Nach(t)kritik
Spuren im Weiß
Veranstaltung: Toni Schade: NeonaturEin Garagenhof vor einer Hochhaussiedlung, fünf weiße, gleichförmige Garagentore, drei weiße Wohntürme, einzig ein sprirriger Baum trägt etwas Grün. Ein pilzgleiches weißes Betongebäude inmitten einer weißen Schneelandschaft - zur Tunnellüftung gedacht. Ein anderes weißes Gebäude im Schnee, von roten, Rechenkästchen gleichen Metallstreben durchzogen die Glasfront dieses Wartungshäuschens - ein weißer Hund stromert davor durch den Schnee. „Neonatur“, nennt der in Gauting aufgewachsene Architekt und Fotograf Toni Schade die Ausstellung, die am Dienstagabend im Rahmen des Themenschwerpunktes „Mensch im Anthropozän“ in der bar rosso eröffnet wurde und dort bis zum 23. März zu sehen ist.
„Wir bewegen uns in einer Neonatur“, sagt Schade im Gespräch mit Architekt und Stadtplaner Andreas Romero bei der Eröffnung, „seit Jahrtausenden hat der Mensch sich in Naturräumen bewegt und erst seit einer vergleichsweise kurzen Zeit in von ihm geschaffenen urbanen Räumen.“ Ihn habe interessiert, dem fotografisch nachzuspüren, woher wir eigentlich kommen und wo wir uns heute bewegen.

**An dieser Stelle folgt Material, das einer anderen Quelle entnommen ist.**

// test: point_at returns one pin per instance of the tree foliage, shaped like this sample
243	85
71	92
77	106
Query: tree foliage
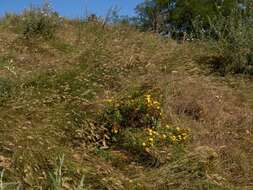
161	15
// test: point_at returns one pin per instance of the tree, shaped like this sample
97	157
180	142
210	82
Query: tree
157	14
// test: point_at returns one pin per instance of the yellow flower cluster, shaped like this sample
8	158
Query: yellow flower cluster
115	130
152	135
152	103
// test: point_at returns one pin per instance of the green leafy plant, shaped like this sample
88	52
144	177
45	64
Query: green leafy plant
131	112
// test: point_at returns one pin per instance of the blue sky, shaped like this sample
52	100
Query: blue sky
73	8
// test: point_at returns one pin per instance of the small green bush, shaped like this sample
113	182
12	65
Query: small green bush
131	112
5	89
39	22
230	37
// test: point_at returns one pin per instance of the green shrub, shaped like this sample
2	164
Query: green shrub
39	22
5	89
130	112
231	39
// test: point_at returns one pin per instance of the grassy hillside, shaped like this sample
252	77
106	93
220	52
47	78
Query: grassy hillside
108	107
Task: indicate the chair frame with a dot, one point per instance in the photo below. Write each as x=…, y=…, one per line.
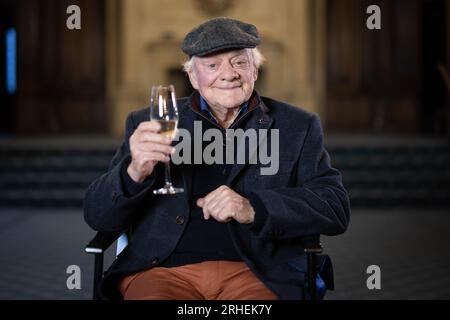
x=103, y=240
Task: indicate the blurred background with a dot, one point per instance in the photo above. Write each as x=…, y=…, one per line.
x=383, y=97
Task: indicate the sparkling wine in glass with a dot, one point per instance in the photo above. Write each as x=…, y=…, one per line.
x=163, y=109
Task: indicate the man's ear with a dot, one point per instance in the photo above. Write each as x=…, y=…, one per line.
x=193, y=79
x=256, y=74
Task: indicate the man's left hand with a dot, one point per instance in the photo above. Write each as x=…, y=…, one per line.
x=223, y=204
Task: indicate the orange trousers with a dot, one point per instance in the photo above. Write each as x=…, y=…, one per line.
x=209, y=280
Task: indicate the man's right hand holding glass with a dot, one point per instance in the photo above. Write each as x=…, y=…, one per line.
x=148, y=147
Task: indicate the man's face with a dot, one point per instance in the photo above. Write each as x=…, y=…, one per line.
x=225, y=80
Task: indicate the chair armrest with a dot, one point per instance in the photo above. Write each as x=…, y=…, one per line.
x=101, y=242
x=312, y=244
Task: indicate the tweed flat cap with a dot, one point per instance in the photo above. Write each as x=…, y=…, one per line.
x=220, y=34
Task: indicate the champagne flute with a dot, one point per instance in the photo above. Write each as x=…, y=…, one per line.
x=163, y=109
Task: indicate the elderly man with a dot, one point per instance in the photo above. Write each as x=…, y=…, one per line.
x=234, y=233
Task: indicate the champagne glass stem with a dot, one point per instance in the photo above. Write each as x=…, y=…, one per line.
x=167, y=177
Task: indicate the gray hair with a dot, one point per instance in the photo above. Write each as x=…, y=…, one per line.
x=258, y=60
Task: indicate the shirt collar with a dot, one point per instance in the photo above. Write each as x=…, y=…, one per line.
x=204, y=108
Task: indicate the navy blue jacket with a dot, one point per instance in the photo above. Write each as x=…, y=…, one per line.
x=306, y=197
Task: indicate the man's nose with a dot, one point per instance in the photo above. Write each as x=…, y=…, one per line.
x=228, y=73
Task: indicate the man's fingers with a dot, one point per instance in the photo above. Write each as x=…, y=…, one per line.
x=152, y=156
x=200, y=202
x=154, y=137
x=212, y=196
x=152, y=126
x=155, y=147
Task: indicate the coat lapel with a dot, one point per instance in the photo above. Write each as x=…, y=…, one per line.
x=259, y=119
x=186, y=121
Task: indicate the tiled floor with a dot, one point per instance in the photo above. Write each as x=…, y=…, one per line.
x=410, y=247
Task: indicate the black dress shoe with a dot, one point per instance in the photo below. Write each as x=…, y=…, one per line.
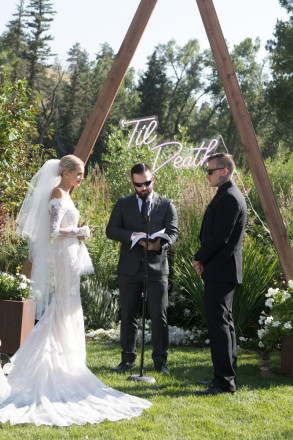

Seine Bilder sind durch eine diffuse Grundkälte charakterisiert: über zumeist weißen Räumen steht ein nahezu farbloser, weiß anmutender Himmel, der von wenigen Ausnahmen abgesehen - mindestens die Hälfte des Bildes einnimmt. Nur selten sind Menschen zu sehen: mal durchquert ein von hinten zu erkennender Mann einen Hinterhof, mal lehnt ein ebenfalls von schräg hinten zu sehender Mensch an einer hellen Hauswand. Die Naturräume dagegen sind menschenleer, hier zeugen einzig die Gebäude von ihrer Anwesenheit. Alle urbanen Szenen zeigen Zwischenräume: Hinterhöfe, Wege zwischen Mauern, Straßenecken. Keiner dieser Orte lädt zum Aufenthalt ein, eher sind es Fluchten - Passagen, die mit dem Begriff „Seßhaft“ sich nciht verbinden wollen, obwohl sie eben diesem Phänomen entspringen.
Aber auch die Naturräume haben nichts idyllisches, wirken abweisend, schroff. Dieser Eindruck vermittelt sich vor allem durch die kantig in die Landschaft hineingefrästen Gebäude, die etwas Narbenartiges haben, Auswürfe aus Beton. Und doch ist alles Natur, auch das von Menschen Geschaffene - da es von ihnen geschaffen wurde.
Das Besondere an „Neonatur“ ist der Blick des Architekten, der zugleich Fotograf ist. Mit diesem Blick widmet Toni Schade sich dem, wie Menschen seit ihrem Bestreben, sich anzusiedeln, diese Siedlungsräume gestalten. Was zu Beginn der Geschichte der Seßhaftigkeit ein „Abtrotzen“ war, ein Versuch, sich in einer überwiegend feindlichen Natur zu behaupten, wurde im Lauf dieser Geschichte ein sich allzu selbstverständliches Ausbreiten in Lebensräumen, die schon aufgrund der schieren Überbevölkerung immer enger werden. Und doch sind alle diese Räume Natur - Neonatur.
Die anwesenden Besucherinnen und Besucher der Eröffnungsveranstaltung nahmen am Gespräch zwischen den beiden Architekten mit eigenen Beobachtungen und Anmerkungen zum Verhältnis Mensch und (Natur-)Umgebung begeistert teil, so dass Anlass zur Hoffnung besteht, dass sie genauso interessiert das engagierte Rahmenprogramm zu diesem Themenschwerpunkt wahrnehmen werden. Als nächstes findet am Freitag, den 2. Februar ein Kurzfilmabend im bosco statt: die Internationale Kurzfimwoche Regensbugr ist mit sieben Kurzfilmen aus der ganzen Welt zu Gast in Gauting. Und am Sonntag, den 3. März führt Toni Schade selber durch seine Ausstellung - hier ist eine Anmeldung im Büro des bosco erwünscht.
Direkt nach der Veranstaltung schreiben professionelle Kulturjournalist*innen eine unabhängige Kritik zu jeder Veranstaltung des Theaterforums. Diese Kritik enthält dabei ausschließlich die Meinung der Autor*innen.